The inspectors reviewed the Updated Safety Analysis Report, the flooding analysis, and plant procedures to assess susceptibilities involving internal flooding; reviewed the corrective action program to determine if licensee personnel identified and corrected flooding problems; inspected underground bunkers/manholes to verify the adequacy of sump pumps, level alarm circuits, cable splices subject to submergence, and drainage for bunkers/manholes; and verified that operator actions for coping with flooding can reasonably achieve the desired outcomes. The inspectors also inspected the areas listed below to verify the adequacy of equipment seals located below the flood line, floor and wall penetration seals, watertight door seals, common drain lines and sumps, sump pumps, level alarms, and control circuits, and temporary or removable flood barriers.

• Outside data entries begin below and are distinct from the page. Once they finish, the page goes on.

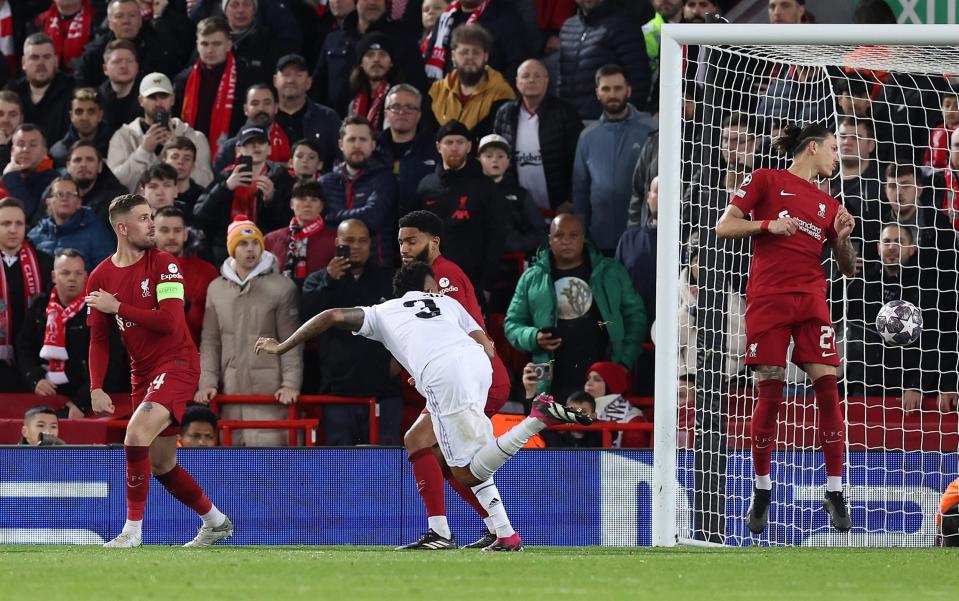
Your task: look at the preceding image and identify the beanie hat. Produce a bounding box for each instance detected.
[226,215,266,257]
[586,361,629,394]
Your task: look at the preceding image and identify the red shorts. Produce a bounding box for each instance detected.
[746,292,839,367]
[131,359,200,436]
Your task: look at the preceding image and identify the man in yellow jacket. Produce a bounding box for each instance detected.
[430,25,516,147]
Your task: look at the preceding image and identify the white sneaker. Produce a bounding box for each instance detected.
[183,518,233,547]
[103,531,143,549]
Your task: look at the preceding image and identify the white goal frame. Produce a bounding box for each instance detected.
[652,23,959,547]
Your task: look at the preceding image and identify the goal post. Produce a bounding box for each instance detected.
[652,24,959,546]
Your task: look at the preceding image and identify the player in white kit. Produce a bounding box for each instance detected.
[254,261,592,551]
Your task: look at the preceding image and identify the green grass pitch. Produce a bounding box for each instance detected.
[0,545,959,601]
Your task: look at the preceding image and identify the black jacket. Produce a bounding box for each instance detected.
[16,294,130,412]
[559,0,651,120]
[300,260,399,396]
[493,95,583,208]
[416,158,505,291]
[7,71,73,146]
[312,12,428,116]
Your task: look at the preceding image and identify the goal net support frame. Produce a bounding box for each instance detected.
[652,23,959,547]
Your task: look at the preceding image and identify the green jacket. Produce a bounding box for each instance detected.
[504,243,646,388]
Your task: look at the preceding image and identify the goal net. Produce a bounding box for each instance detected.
[654,25,959,546]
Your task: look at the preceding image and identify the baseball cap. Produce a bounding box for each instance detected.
[478,134,509,154]
[140,73,173,96]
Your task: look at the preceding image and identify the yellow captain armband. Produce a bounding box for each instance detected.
[157,282,183,302]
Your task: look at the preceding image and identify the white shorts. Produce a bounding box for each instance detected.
[417,345,493,467]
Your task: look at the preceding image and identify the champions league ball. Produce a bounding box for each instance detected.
[876,300,922,345]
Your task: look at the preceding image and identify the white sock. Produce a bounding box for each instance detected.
[483,517,496,532]
[200,505,226,528]
[123,520,143,537]
[470,417,546,482]
[426,515,451,538]
[470,479,516,538]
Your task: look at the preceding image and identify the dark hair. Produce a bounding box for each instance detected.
[566,390,596,411]
[23,405,57,421]
[397,211,443,238]
[339,115,373,140]
[180,405,218,432]
[772,123,833,157]
[884,163,919,185]
[53,248,83,261]
[67,140,103,163]
[139,163,176,188]
[393,261,436,298]
[110,194,149,223]
[450,23,493,53]
[290,180,326,203]
[595,63,626,88]
[836,116,876,138]
[11,123,47,146]
[153,206,186,225]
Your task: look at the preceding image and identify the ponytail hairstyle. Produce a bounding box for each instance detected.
[772,123,832,158]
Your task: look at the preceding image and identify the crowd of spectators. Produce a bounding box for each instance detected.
[0,0,959,446]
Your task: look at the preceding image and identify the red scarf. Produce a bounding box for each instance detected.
[40,287,85,386]
[350,79,390,132]
[0,241,43,363]
[180,52,236,157]
[270,123,293,163]
[283,217,326,281]
[426,0,489,79]
[227,163,269,223]
[37,0,93,69]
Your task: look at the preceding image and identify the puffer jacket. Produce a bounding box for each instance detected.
[493,95,583,208]
[559,0,651,120]
[200,252,303,395]
[503,243,646,392]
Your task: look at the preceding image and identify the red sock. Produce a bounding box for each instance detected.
[409,449,446,517]
[812,376,844,476]
[156,464,213,515]
[750,380,783,476]
[443,467,489,520]
[123,446,150,522]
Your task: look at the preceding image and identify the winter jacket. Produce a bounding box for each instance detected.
[16,293,130,413]
[376,129,442,217]
[424,0,534,80]
[573,106,650,251]
[50,121,114,168]
[312,12,428,116]
[320,157,396,265]
[7,71,73,144]
[430,67,516,145]
[0,158,58,227]
[193,161,293,262]
[493,95,583,208]
[300,260,399,396]
[107,117,213,192]
[559,0,651,120]
[503,243,646,389]
[27,207,116,273]
[416,159,505,291]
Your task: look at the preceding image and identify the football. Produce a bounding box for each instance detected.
[876,300,922,345]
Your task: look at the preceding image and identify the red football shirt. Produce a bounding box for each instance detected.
[87,248,199,380]
[732,169,840,298]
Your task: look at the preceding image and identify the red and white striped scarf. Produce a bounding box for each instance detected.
[426,0,489,79]
[40,287,85,386]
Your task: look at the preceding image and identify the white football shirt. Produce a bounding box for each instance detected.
[355,292,483,385]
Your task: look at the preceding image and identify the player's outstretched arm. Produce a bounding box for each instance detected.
[253,308,364,355]
[716,205,799,238]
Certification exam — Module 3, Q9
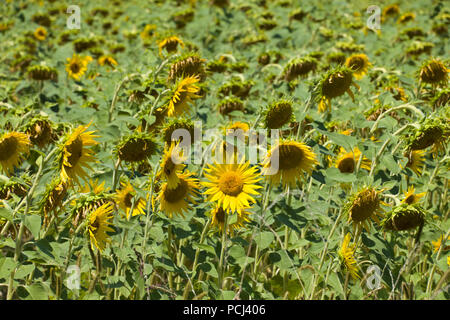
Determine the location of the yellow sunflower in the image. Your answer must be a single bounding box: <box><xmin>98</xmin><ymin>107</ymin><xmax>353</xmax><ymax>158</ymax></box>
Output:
<box><xmin>202</xmin><ymin>162</ymin><xmax>262</xmax><ymax>214</ymax></box>
<box><xmin>345</xmin><ymin>53</ymin><xmax>372</xmax><ymax>80</ymax></box>
<box><xmin>344</xmin><ymin>187</ymin><xmax>386</xmax><ymax>232</ymax></box>
<box><xmin>66</xmin><ymin>54</ymin><xmax>92</xmax><ymax>80</ymax></box>
<box><xmin>34</xmin><ymin>27</ymin><xmax>47</xmax><ymax>41</ymax></box>
<box><xmin>336</xmin><ymin>147</ymin><xmax>372</xmax><ymax>173</ymax></box>
<box><xmin>210</xmin><ymin>206</ymin><xmax>250</xmax><ymax>234</ymax></box>
<box><xmin>0</xmin><ymin>131</ymin><xmax>31</xmax><ymax>175</ymax></box>
<box><xmin>158</xmin><ymin>143</ymin><xmax>185</xmax><ymax>189</ymax></box>
<box><xmin>116</xmin><ymin>182</ymin><xmax>147</xmax><ymax>220</ymax></box>
<box><xmin>338</xmin><ymin>233</ymin><xmax>359</xmax><ymax>279</ymax></box>
<box><xmin>157</xmin><ymin>171</ymin><xmax>200</xmax><ymax>218</ymax></box>
<box><xmin>168</xmin><ymin>76</ymin><xmax>200</xmax><ymax>117</ymax></box>
<box><xmin>402</xmin><ymin>186</ymin><xmax>427</xmax><ymax>204</ymax></box>
<box><xmin>262</xmin><ymin>141</ymin><xmax>318</xmax><ymax>188</ymax></box>
<box><xmin>60</xmin><ymin>124</ymin><xmax>98</xmax><ymax>188</ymax></box>
<box><xmin>88</xmin><ymin>202</ymin><xmax>114</xmax><ymax>252</ymax></box>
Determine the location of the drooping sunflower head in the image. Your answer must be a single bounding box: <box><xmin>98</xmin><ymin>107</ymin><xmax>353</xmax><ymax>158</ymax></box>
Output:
<box><xmin>419</xmin><ymin>59</ymin><xmax>448</xmax><ymax>87</ymax></box>
<box><xmin>209</xmin><ymin>206</ymin><xmax>251</xmax><ymax>235</ymax></box>
<box><xmin>169</xmin><ymin>53</ymin><xmax>206</xmax><ymax>81</ymax></box>
<box><xmin>202</xmin><ymin>161</ymin><xmax>261</xmax><ymax>213</ymax></box>
<box><xmin>344</xmin><ymin>187</ymin><xmax>385</xmax><ymax>231</ymax></box>
<box><xmin>335</xmin><ymin>147</ymin><xmax>372</xmax><ymax>173</ymax></box>
<box><xmin>158</xmin><ymin>36</ymin><xmax>184</xmax><ymax>56</ymax></box>
<box><xmin>0</xmin><ymin>131</ymin><xmax>31</xmax><ymax>175</ymax></box>
<box><xmin>167</xmin><ymin>76</ymin><xmax>200</xmax><ymax>117</ymax></box>
<box><xmin>262</xmin><ymin>100</ymin><xmax>295</xmax><ymax>129</ymax></box>
<box><xmin>115</xmin><ymin>182</ymin><xmax>147</xmax><ymax>220</ymax></box>
<box><xmin>66</xmin><ymin>54</ymin><xmax>92</xmax><ymax>80</ymax></box>
<box><xmin>402</xmin><ymin>186</ymin><xmax>426</xmax><ymax>204</ymax></box>
<box><xmin>316</xmin><ymin>66</ymin><xmax>359</xmax><ymax>112</ymax></box>
<box><xmin>338</xmin><ymin>233</ymin><xmax>360</xmax><ymax>279</ymax></box>
<box><xmin>157</xmin><ymin>171</ymin><xmax>200</xmax><ymax>218</ymax></box>
<box><xmin>116</xmin><ymin>131</ymin><xmax>157</xmax><ymax>163</ymax></box>
<box><xmin>381</xmin><ymin>203</ymin><xmax>426</xmax><ymax>231</ymax></box>
<box><xmin>283</xmin><ymin>56</ymin><xmax>319</xmax><ymax>82</ymax></box>
<box><xmin>57</xmin><ymin>124</ymin><xmax>98</xmax><ymax>185</ymax></box>
<box><xmin>87</xmin><ymin>202</ymin><xmax>114</xmax><ymax>252</ymax></box>
<box><xmin>345</xmin><ymin>53</ymin><xmax>372</xmax><ymax>79</ymax></box>
<box><xmin>34</xmin><ymin>27</ymin><xmax>47</xmax><ymax>41</ymax></box>
<box><xmin>262</xmin><ymin>140</ymin><xmax>318</xmax><ymax>187</ymax></box>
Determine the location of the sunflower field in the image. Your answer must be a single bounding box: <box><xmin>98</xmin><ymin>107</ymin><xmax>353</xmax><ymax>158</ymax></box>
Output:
<box><xmin>0</xmin><ymin>0</ymin><xmax>450</xmax><ymax>300</ymax></box>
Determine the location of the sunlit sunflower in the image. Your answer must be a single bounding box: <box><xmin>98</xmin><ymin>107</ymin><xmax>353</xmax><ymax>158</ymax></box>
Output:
<box><xmin>0</xmin><ymin>131</ymin><xmax>31</xmax><ymax>175</ymax></box>
<box><xmin>59</xmin><ymin>124</ymin><xmax>98</xmax><ymax>184</ymax></box>
<box><xmin>66</xmin><ymin>54</ymin><xmax>92</xmax><ymax>80</ymax></box>
<box><xmin>158</xmin><ymin>36</ymin><xmax>184</xmax><ymax>56</ymax></box>
<box><xmin>116</xmin><ymin>182</ymin><xmax>147</xmax><ymax>220</ymax></box>
<box><xmin>210</xmin><ymin>206</ymin><xmax>251</xmax><ymax>234</ymax></box>
<box><xmin>87</xmin><ymin>202</ymin><xmax>114</xmax><ymax>252</ymax></box>
<box><xmin>34</xmin><ymin>27</ymin><xmax>47</xmax><ymax>41</ymax></box>
<box><xmin>168</xmin><ymin>76</ymin><xmax>200</xmax><ymax>117</ymax></box>
<box><xmin>338</xmin><ymin>233</ymin><xmax>359</xmax><ymax>279</ymax></box>
<box><xmin>345</xmin><ymin>53</ymin><xmax>372</xmax><ymax>80</ymax></box>
<box><xmin>402</xmin><ymin>186</ymin><xmax>427</xmax><ymax>204</ymax></box>
<box><xmin>262</xmin><ymin>140</ymin><xmax>318</xmax><ymax>188</ymax></box>
<box><xmin>202</xmin><ymin>162</ymin><xmax>261</xmax><ymax>214</ymax></box>
<box><xmin>157</xmin><ymin>171</ymin><xmax>200</xmax><ymax>218</ymax></box>
<box><xmin>335</xmin><ymin>147</ymin><xmax>372</xmax><ymax>173</ymax></box>
<box><xmin>344</xmin><ymin>187</ymin><xmax>386</xmax><ymax>232</ymax></box>
<box><xmin>157</xmin><ymin>143</ymin><xmax>186</xmax><ymax>189</ymax></box>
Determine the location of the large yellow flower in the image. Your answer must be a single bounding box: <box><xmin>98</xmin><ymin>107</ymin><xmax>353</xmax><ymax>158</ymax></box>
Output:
<box><xmin>88</xmin><ymin>202</ymin><xmax>114</xmax><ymax>252</ymax></box>
<box><xmin>262</xmin><ymin>141</ymin><xmax>318</xmax><ymax>187</ymax></box>
<box><xmin>338</xmin><ymin>233</ymin><xmax>359</xmax><ymax>279</ymax></box>
<box><xmin>158</xmin><ymin>143</ymin><xmax>185</xmax><ymax>189</ymax></box>
<box><xmin>157</xmin><ymin>171</ymin><xmax>200</xmax><ymax>218</ymax></box>
<box><xmin>60</xmin><ymin>124</ymin><xmax>98</xmax><ymax>184</ymax></box>
<box><xmin>168</xmin><ymin>76</ymin><xmax>200</xmax><ymax>117</ymax></box>
<box><xmin>0</xmin><ymin>132</ymin><xmax>31</xmax><ymax>175</ymax></box>
<box><xmin>336</xmin><ymin>147</ymin><xmax>372</xmax><ymax>173</ymax></box>
<box><xmin>66</xmin><ymin>54</ymin><xmax>92</xmax><ymax>80</ymax></box>
<box><xmin>202</xmin><ymin>162</ymin><xmax>261</xmax><ymax>214</ymax></box>
<box><xmin>116</xmin><ymin>182</ymin><xmax>147</xmax><ymax>220</ymax></box>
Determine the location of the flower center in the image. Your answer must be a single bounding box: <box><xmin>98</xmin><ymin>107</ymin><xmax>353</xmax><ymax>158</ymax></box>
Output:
<box><xmin>219</xmin><ymin>171</ymin><xmax>244</xmax><ymax>197</ymax></box>
<box><xmin>0</xmin><ymin>137</ymin><xmax>18</xmax><ymax>161</ymax></box>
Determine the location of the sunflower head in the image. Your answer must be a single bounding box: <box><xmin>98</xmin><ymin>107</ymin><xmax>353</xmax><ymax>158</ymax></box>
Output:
<box><xmin>116</xmin><ymin>131</ymin><xmax>157</xmax><ymax>163</ymax></box>
<box><xmin>419</xmin><ymin>59</ymin><xmax>448</xmax><ymax>87</ymax></box>
<box><xmin>262</xmin><ymin>100</ymin><xmax>295</xmax><ymax>129</ymax></box>
<box><xmin>0</xmin><ymin>131</ymin><xmax>31</xmax><ymax>175</ymax></box>
<box><xmin>262</xmin><ymin>140</ymin><xmax>318</xmax><ymax>187</ymax></box>
<box><xmin>344</xmin><ymin>187</ymin><xmax>385</xmax><ymax>231</ymax></box>
<box><xmin>381</xmin><ymin>203</ymin><xmax>426</xmax><ymax>231</ymax></box>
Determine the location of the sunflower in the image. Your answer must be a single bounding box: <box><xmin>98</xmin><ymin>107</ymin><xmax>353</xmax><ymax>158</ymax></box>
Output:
<box><xmin>210</xmin><ymin>206</ymin><xmax>250</xmax><ymax>234</ymax></box>
<box><xmin>0</xmin><ymin>131</ymin><xmax>31</xmax><ymax>175</ymax></box>
<box><xmin>59</xmin><ymin>124</ymin><xmax>98</xmax><ymax>184</ymax></box>
<box><xmin>66</xmin><ymin>54</ymin><xmax>92</xmax><ymax>80</ymax></box>
<box><xmin>402</xmin><ymin>186</ymin><xmax>427</xmax><ymax>204</ymax></box>
<box><xmin>316</xmin><ymin>66</ymin><xmax>359</xmax><ymax>112</ymax></box>
<box><xmin>157</xmin><ymin>171</ymin><xmax>200</xmax><ymax>218</ymax></box>
<box><xmin>168</xmin><ymin>76</ymin><xmax>200</xmax><ymax>117</ymax></box>
<box><xmin>158</xmin><ymin>36</ymin><xmax>184</xmax><ymax>56</ymax></box>
<box><xmin>338</xmin><ymin>233</ymin><xmax>359</xmax><ymax>279</ymax></box>
<box><xmin>34</xmin><ymin>27</ymin><xmax>47</xmax><ymax>41</ymax></box>
<box><xmin>87</xmin><ymin>202</ymin><xmax>114</xmax><ymax>252</ymax></box>
<box><xmin>344</xmin><ymin>187</ymin><xmax>386</xmax><ymax>232</ymax></box>
<box><xmin>345</xmin><ymin>53</ymin><xmax>372</xmax><ymax>80</ymax></box>
<box><xmin>202</xmin><ymin>162</ymin><xmax>262</xmax><ymax>214</ymax></box>
<box><xmin>262</xmin><ymin>140</ymin><xmax>318</xmax><ymax>187</ymax></box>
<box><xmin>157</xmin><ymin>143</ymin><xmax>186</xmax><ymax>189</ymax></box>
<box><xmin>116</xmin><ymin>182</ymin><xmax>147</xmax><ymax>220</ymax></box>
<box><xmin>336</xmin><ymin>147</ymin><xmax>372</xmax><ymax>173</ymax></box>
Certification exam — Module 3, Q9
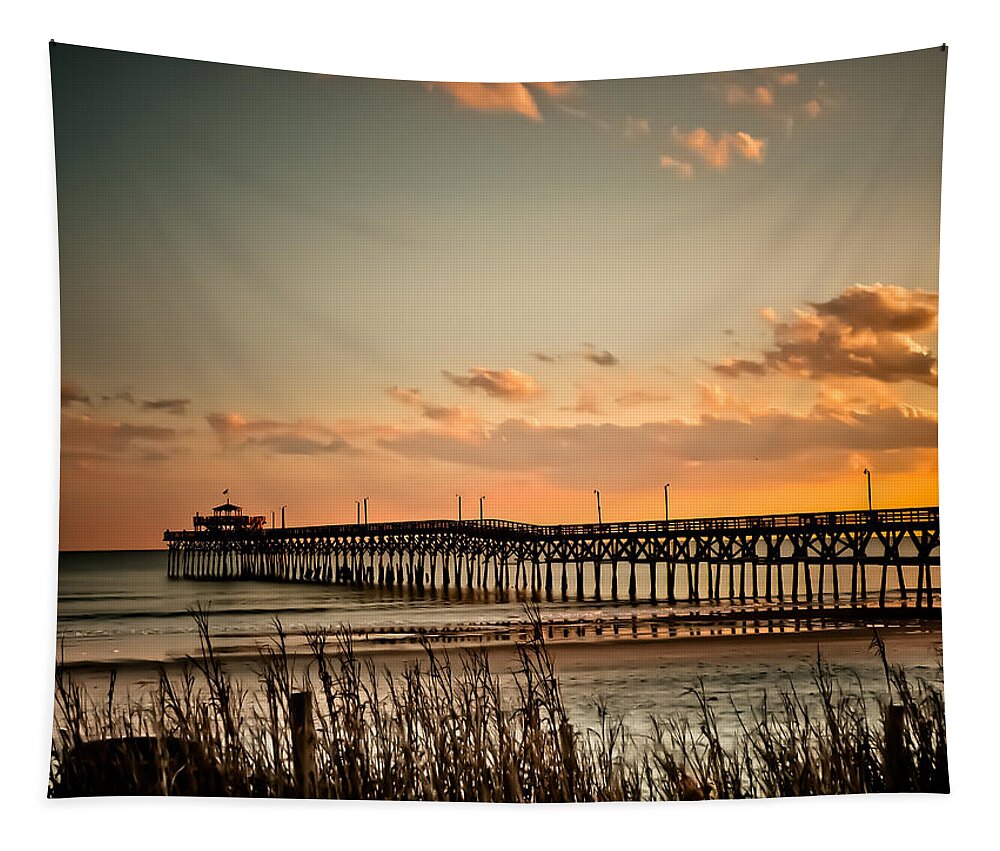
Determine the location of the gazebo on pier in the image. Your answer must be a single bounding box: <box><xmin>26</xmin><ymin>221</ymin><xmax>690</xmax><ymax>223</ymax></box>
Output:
<box><xmin>194</xmin><ymin>497</ymin><xmax>266</xmax><ymax>532</ymax></box>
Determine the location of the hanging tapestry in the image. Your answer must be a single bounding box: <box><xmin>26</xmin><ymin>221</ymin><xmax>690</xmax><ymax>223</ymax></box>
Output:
<box><xmin>49</xmin><ymin>44</ymin><xmax>949</xmax><ymax>802</ymax></box>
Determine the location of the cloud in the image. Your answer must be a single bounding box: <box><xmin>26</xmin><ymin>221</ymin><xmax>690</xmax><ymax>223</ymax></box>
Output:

Specific documents reviewed during this inspection are listed in the attachment.

  • December 22, 2011, Safety Injection and Containment Spray Pump Areas, Rooms 21 and 22 These activities constitute completion of one flood protection measures inspection sample as defined in Inspection Procedure 71111.06-05.

b. Findings

No findings were identified.

1R07 Heat Sink Performance

a. Inspection Scope

The inspectors reviewed licensee programs, verified performance against industry standards, and reviewed critical operating parameters and maintenance records for component cooling water heat exchanger AC-1A, shutdown-cooling heat exchanger AC-4B, and the spent fuel pool heat exchanger. The inspectors verified that performance tests were satisfactorily conducted for heat exchangers/heat sinks and reviewed for problems or errors; the licensee utilized the periodic maintenance method outlined in EPRI Report NP 7552, "Heat Exchanger Performance Monitoring Guidelines, the licensee properly utilized biofouling controls; the licensees heat exchanger inspections adequately assessed the state of cleanliness of their tubes; and the heat exchanger was correctly categorized under 10 CFR 50.65, Requirements for Monitoring the Effectiveness of Maintenance at Nuclear Power Plants. Specific documents reviewed during this inspection are listed in the attachment.

These activities constitute completion of three heat sink inspection samples as defined in Inspection Procedure 71111.07-05.

b. Findings

Inadequate Performance Monitoring Test for Component Cooling Water Heat Exchangers

Introduction.

The inspectors identified a Green noncited violation of 10 CFR Part 50, Appendix B, Criterion XI, Test Control, for the failure to perform component cooling water heat exchanger performance monitoring testing in accordance with station procedures. The licensee did not meet prerequisites for assuring that the calculated tube and shell side heat loads were the same and did not use appropriately calibrated flow monitoring instrumentation.

Description.

The inspectors reviewed test results associated with the October 14, 2010, and March 30, 2011, component cooling water AC-1A heat exchanger performance monitoring test. The inspectors noted that the calculated heat loads for each side of the heat exchanger differed by 57 percent in the October 14, 2010 test and 19 percent in the March 30, 2011 test. The calculated heat loads for the two sides of the heat exchanger should have been the same for each respective test.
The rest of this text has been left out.